Software is a huge one, especially startups. They pretty much always qualify.
Food and beverage and restaurants, especially higher end fine dining restaurants that change menus a lot.
Manufacturing, especially with process improvement or redesigning manufacturing methods, because manufacturers are always trying to gain a few percent in efficiencies.
Agriculture is a big one as well, especially regenerative agriculture, regenerative farming, because it's a huge testing process.
None of them have R&D budgets, but they all do processes that qualify for R&D.
Common Mistakes
Ignoring it. Most people don't think about it, but it's something they're doing anyway, so they're just leaving free money on the table.
Not properly documenting it. This is a big one for people who don't plan for it, like if you try to go back and recreate the records but don't have proper documentation. You're making big mistakes.

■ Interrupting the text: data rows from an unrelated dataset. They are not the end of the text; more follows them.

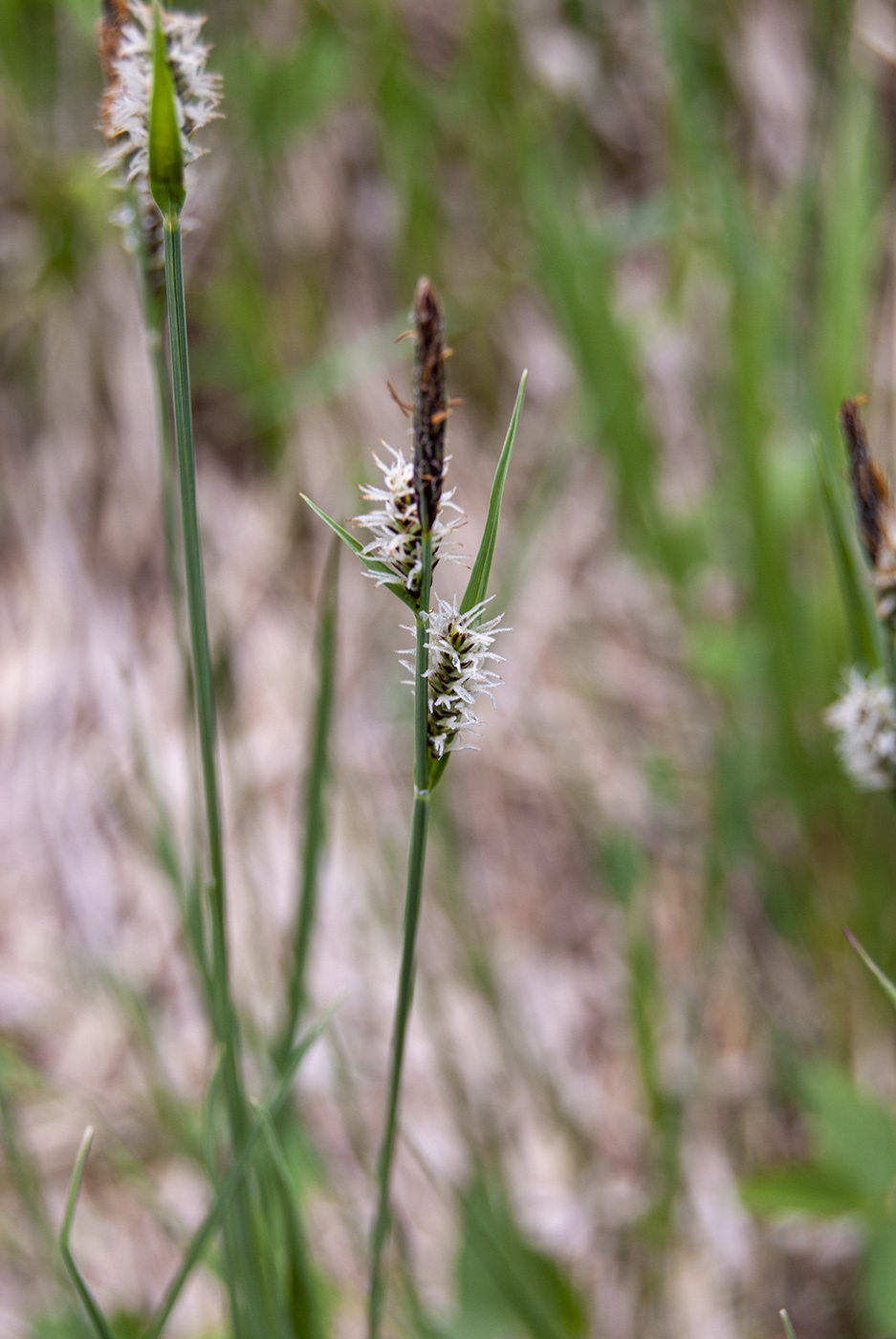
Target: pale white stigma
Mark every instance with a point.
(458, 673)
(864, 718)
(395, 525)
(126, 102)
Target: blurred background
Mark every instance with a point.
(642, 1050)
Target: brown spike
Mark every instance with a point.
(869, 488)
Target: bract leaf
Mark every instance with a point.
(478, 584)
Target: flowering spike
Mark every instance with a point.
(875, 511)
(460, 648)
(126, 51)
(430, 406)
(864, 716)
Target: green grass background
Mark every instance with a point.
(651, 149)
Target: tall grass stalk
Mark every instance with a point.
(413, 896)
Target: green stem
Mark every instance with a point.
(413, 896)
(315, 816)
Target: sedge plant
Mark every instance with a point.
(157, 97)
(451, 658)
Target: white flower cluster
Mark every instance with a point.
(864, 716)
(126, 43)
(395, 525)
(460, 646)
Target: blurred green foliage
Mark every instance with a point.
(500, 184)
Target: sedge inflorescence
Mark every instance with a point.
(395, 525)
(864, 718)
(126, 51)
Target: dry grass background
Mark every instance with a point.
(521, 1044)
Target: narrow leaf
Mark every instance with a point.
(358, 549)
(478, 584)
(89, 1301)
(889, 990)
(864, 629)
(164, 147)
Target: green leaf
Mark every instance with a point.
(809, 1188)
(233, 1178)
(889, 990)
(788, 1328)
(358, 549)
(164, 147)
(853, 1133)
(478, 584)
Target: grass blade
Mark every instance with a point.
(232, 1180)
(788, 1328)
(358, 549)
(478, 584)
(93, 1308)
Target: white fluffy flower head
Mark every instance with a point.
(395, 525)
(864, 718)
(126, 51)
(458, 673)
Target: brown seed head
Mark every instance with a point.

Not checking the payroll election for a lot of small businesses. You should definitely run both calculations and see if it's worth your time.
Don't forget about the outside contractors or contract research. That's often overlooked, forgotten about.
Where to Start
You want to look at your departments and see where you solve technical problems or build anything new. You figure out your activities, and then you pull together your qualifying research expenses. You can amend back three years. It's a lot of work, but it's definitely worth the money. If you make an effort and build a process that going forward gives you proper documentation, it saves you a lot of time.
You want to talk to a CPA who knows Section 41 and can help you put together documentation that holds together under an audit.